As you see by the cover and subtitle, this book holds special interest to Jews. It explores Freud’s therapeutic relationship with the fifth Lubavitcher Rebbe - who knew? - as well as his conflicted attitude toward his own Jewishness. But while Freud was known for being anti-religion, the book makes the case that he had a hidden, softer attitude that showed through at times.
The book contains more history and theory than narrative, so it’s a much denser read than the Mary Barnes book. Parts of it were so theoretical, I just skimmed my way through. It’s too bad because Dr. Berke was demonstrating how Freud’s theories are a secular application of Kabbalah. I would have liked to see that explained more clearly in layman’s terms.

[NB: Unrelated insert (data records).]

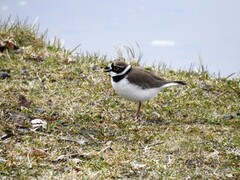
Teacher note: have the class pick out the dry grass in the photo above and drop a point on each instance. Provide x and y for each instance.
(184, 133)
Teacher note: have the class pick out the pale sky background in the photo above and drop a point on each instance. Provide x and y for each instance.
(173, 32)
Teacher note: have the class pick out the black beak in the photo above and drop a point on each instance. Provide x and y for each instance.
(107, 69)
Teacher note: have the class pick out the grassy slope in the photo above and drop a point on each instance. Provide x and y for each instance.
(183, 133)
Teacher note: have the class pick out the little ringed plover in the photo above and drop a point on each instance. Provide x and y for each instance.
(136, 84)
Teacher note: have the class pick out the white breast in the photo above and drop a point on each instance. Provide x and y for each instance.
(133, 92)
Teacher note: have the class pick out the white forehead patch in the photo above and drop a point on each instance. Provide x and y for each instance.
(113, 74)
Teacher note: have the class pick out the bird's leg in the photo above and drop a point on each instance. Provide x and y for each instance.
(138, 110)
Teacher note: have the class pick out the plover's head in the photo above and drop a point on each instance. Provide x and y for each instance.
(117, 68)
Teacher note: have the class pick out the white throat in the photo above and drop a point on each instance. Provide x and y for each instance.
(113, 74)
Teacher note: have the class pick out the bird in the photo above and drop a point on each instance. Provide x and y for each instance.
(136, 84)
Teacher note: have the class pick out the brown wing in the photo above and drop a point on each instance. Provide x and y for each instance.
(146, 78)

One of my emails to him included a question about that very overlap. My question was informed by the same ideas I shared in “The Kabbalah of Politics.” Here’s the diagram again:
As you may recall, chessed is kindness, but when taken to excess, it’s the abandonment of boundaries and sexual impropriety. Gevurah is restraint, but when taken to excess, it results in anger and violence. Tiferes is the combination of the two, but when they combine in the wrong balance, they become egotism. Therefore, I asked Dr. Berke, do these sefiros in their negative form correspond to id, ego, and superego? I’m still quite proud of that insight, but he never addressed it in his reply, and I was so grateful to be getting a reply at all, I didn’t push the point.

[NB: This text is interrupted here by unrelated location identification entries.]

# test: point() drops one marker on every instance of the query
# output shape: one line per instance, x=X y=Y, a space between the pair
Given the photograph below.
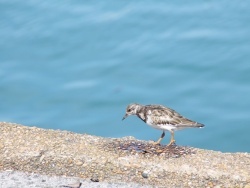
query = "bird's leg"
x=172 y=141
x=160 y=139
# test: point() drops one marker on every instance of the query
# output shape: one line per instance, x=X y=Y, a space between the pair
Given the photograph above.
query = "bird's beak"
x=126 y=115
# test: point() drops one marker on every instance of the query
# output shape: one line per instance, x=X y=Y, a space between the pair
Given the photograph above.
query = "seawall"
x=64 y=153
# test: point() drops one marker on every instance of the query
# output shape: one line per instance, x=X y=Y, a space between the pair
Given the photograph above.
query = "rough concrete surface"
x=52 y=158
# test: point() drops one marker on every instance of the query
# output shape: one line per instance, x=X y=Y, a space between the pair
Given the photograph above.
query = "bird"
x=162 y=118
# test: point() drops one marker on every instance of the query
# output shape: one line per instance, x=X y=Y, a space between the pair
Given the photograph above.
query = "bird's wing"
x=164 y=115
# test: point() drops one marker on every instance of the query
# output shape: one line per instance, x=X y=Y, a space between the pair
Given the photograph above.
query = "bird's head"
x=132 y=109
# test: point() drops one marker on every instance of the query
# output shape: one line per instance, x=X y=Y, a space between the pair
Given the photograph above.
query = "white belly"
x=167 y=127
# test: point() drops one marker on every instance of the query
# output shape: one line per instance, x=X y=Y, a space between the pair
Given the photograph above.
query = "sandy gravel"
x=114 y=162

Because the book is so tough to get through, I’m linking some videos below as shortcuts. The first is the book launch held at the Freud Museum in London, which is at the site of his final home. It’s less than half an hour long. The other is a much longer lecture given at the David Cardozo Academy in Israel. Frum Jews with academic leanings will appreciate it.
When you learn the Torah of a departed scholar, he gets a merit in the World Beyond. And though not everything I’ve said here qualifies as Torah, may it all be a zchus for Dr. Berke zt”l.